The resistance to vaccines and federal programs is real in the African American community, due in part to the Tuskegee Experiment in Macon County, Alabama, that started in the 1930s and didn’t end until 1972. The federal Public Health Service conducted the experiment to study the effects of syphilis, promising medication and care, then letting subjects die or go insane without any treatment. President Bill Clinton apologized for the program in 1997.

Little knows that’s an issue.

“Vaccination has nothing to do with eliminating a race,” she said. “We will do that to ourselves if we do not take the vaccine or take more responsibility for our own health.”

So far in Rochester, the vaccine clinics are a hit.

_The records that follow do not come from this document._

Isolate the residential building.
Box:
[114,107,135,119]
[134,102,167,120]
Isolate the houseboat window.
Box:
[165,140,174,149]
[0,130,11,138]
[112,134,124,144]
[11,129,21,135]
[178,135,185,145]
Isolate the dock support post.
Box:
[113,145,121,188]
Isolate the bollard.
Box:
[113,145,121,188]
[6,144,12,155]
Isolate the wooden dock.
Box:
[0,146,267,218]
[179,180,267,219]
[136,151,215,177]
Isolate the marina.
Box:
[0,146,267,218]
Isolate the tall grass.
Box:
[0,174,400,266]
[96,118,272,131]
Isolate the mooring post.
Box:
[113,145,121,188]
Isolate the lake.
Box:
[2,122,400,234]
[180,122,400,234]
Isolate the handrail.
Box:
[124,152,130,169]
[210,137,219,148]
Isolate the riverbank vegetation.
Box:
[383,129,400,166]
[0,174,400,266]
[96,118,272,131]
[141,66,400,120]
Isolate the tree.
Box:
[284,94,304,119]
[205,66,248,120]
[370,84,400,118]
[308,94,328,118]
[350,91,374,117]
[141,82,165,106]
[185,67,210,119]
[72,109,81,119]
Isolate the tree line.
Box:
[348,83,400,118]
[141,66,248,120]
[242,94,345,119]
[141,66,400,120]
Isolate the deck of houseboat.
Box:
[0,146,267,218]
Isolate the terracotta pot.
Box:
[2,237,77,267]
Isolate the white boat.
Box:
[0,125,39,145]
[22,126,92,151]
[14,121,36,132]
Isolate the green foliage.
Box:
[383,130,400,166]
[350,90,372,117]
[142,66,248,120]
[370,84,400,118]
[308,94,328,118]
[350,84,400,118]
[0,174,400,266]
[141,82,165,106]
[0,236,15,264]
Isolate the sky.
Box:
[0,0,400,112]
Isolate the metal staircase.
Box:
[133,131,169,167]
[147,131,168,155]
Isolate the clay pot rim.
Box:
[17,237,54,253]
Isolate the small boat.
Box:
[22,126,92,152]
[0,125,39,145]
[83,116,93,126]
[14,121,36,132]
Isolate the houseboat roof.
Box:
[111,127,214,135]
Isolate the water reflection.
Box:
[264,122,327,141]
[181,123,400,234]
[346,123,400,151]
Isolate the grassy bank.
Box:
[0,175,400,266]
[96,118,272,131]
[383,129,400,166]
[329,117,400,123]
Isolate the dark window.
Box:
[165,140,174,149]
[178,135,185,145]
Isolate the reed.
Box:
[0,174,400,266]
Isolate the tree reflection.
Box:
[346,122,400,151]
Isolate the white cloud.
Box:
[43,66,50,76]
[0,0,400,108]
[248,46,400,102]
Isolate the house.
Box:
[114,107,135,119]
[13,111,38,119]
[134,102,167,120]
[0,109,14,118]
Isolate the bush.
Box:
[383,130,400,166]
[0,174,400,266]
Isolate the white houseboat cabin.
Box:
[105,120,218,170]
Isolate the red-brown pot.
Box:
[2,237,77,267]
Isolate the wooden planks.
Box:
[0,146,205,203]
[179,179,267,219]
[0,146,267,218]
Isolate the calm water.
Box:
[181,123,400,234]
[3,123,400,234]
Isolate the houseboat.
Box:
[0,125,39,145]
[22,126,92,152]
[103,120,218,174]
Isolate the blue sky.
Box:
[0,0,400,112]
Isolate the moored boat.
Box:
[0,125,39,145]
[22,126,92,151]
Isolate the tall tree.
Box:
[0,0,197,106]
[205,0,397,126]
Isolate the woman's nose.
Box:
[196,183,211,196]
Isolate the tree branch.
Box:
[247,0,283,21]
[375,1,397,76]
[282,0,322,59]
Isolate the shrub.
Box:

“We have done three clinics since early February,” Little said. “It’s a blessing. I feel so humbled and honored to be able to serve in this capacity.

During one of the clinics, she had a moment she won’t ever forget.

“I received a pie,” she said.

She keeps a photo of it on her phone. With the pie was a note, thanking her for her service and leadership during the pandemic.

That had a profound effect on her.

Ask Cathy Little to describe her role in the faith community, she has a simple answer.

“I strive to be a servant leader,” she said.